Friday, November 23, 2007

Irreducible complexity and computer code.

One of my hobbies is evolutionary algorithms. I try to run them on a few different things, for example solving for the Pythagorean theorem is my latest quest. I basically hand "organisms" two numbers and ask for the result. The organism which comes closest to approximating what the hypotenuse would be if those numbers were sides of a right triangle wins. The organisms take the code, try something and live or die based on their results. Due to rounding errors it works much better if you use smaller numbers such as below 100.

However, I have made them play poker by handing them all the information about the current hand and asking for an action, and they bust out and die and the better players are copied, mutated and put into the empty seat.

One of my earlier bots was simply a linear program. It was a bit slow so I tried some nice intelligent designing on the programming and coded the following.


Take value of starter one.
Add value of starter two.
Compare value to 15, fold if less, call if equal, raise if greater.


It would run for a few hours and the resulting code (after it took over the gene pool) was:

Take value of starter one.
Destroy information of what starter two is.
Compare value to 8, fold if less, call if equal, raise if greater.

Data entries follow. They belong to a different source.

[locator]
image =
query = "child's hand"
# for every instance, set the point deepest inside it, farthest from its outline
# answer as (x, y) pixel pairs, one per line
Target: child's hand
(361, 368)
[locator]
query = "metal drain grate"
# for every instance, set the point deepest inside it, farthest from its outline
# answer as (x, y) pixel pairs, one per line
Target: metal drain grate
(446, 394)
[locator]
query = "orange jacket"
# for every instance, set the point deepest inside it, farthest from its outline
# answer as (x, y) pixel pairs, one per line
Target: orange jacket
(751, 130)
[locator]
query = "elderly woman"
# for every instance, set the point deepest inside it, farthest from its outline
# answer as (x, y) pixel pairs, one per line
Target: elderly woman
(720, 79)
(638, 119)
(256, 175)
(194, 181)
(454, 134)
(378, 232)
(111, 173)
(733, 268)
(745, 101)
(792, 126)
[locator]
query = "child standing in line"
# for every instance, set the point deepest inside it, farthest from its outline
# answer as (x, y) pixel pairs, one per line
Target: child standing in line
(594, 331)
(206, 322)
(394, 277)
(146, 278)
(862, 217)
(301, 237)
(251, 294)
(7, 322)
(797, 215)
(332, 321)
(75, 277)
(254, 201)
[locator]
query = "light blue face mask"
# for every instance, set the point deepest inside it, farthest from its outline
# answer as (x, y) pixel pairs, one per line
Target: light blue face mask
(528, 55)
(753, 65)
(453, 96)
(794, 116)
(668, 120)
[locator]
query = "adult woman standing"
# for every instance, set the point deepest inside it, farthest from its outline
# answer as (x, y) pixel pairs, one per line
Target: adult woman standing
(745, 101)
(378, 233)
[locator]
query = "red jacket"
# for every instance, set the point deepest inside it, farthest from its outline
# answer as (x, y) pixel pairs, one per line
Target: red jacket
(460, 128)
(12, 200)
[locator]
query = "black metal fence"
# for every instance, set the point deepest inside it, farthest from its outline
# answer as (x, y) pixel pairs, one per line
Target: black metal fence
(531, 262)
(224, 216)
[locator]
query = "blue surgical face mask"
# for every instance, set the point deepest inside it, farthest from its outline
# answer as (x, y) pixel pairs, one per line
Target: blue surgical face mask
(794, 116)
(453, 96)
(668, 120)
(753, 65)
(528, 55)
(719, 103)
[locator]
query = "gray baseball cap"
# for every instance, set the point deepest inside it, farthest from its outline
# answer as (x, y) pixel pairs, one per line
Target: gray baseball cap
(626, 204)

Well, I had forgotten that I told the starters to sort, so the higher card was first followed by the lower card. This had the result of making considering only the lower card a viable strategy (one could make sure both starters were good rather than calling with A4 and other fairly rag hands). I was constantly pissed at the bot, I couldn't understand why it destroyed the information of what one of the two cards was. It literally blinded itself to this very important information. How the hell is that evolutionarily beneficial? Seriously, gouging out one of your eyes as an adaptation?

I was describing the problem to my brother and realized why it did what it did. It was irreducibly complex!

Each line in the original program is required for any functionality. If one doesn't consider the information of the first card, comparing the total to 15 results in a bot which always folds (highest card is 13, ace). Not considering the information of the second card has the same result; it can't make the minimal requirements. Adjusting the comparison number down any, made the player play too loosely and was driven extinct.

The bot used scaffolding to avoid this problem and get to the better program.


Take value of starter one.
Overwrite value of starter two with 7.
Add value of starter two.
Compare value to 15, fold if less, call if equal, raise if greater.


From this point it can simply adjust the values without dying off, getting low enough to drop the consideration of starter two without resulting in a lethal mutation. Freeing up the overwrite value to be whatever it wants to be.

The result is a program which gouges out its own eye to escape my poor programming. Leaving the destruction as a vestige (as no modification to the program actually needed consider the information) so it qualifies as junk code. It served no purpose, and hurt the future prospects of the organism, and seemed like the worst bit of code it could evolve. I stopped the program and started the damned thing over several times to nudge that bit of code away and tried to guide the evolutionary process... it failed every time. I was really getting upset with it. Herding cats is one thing, try herding genes. A vestige of reducing an irreducibly complex program, and I blessed them unaware!

Orgel's second law: Evolution is cleverer than you are.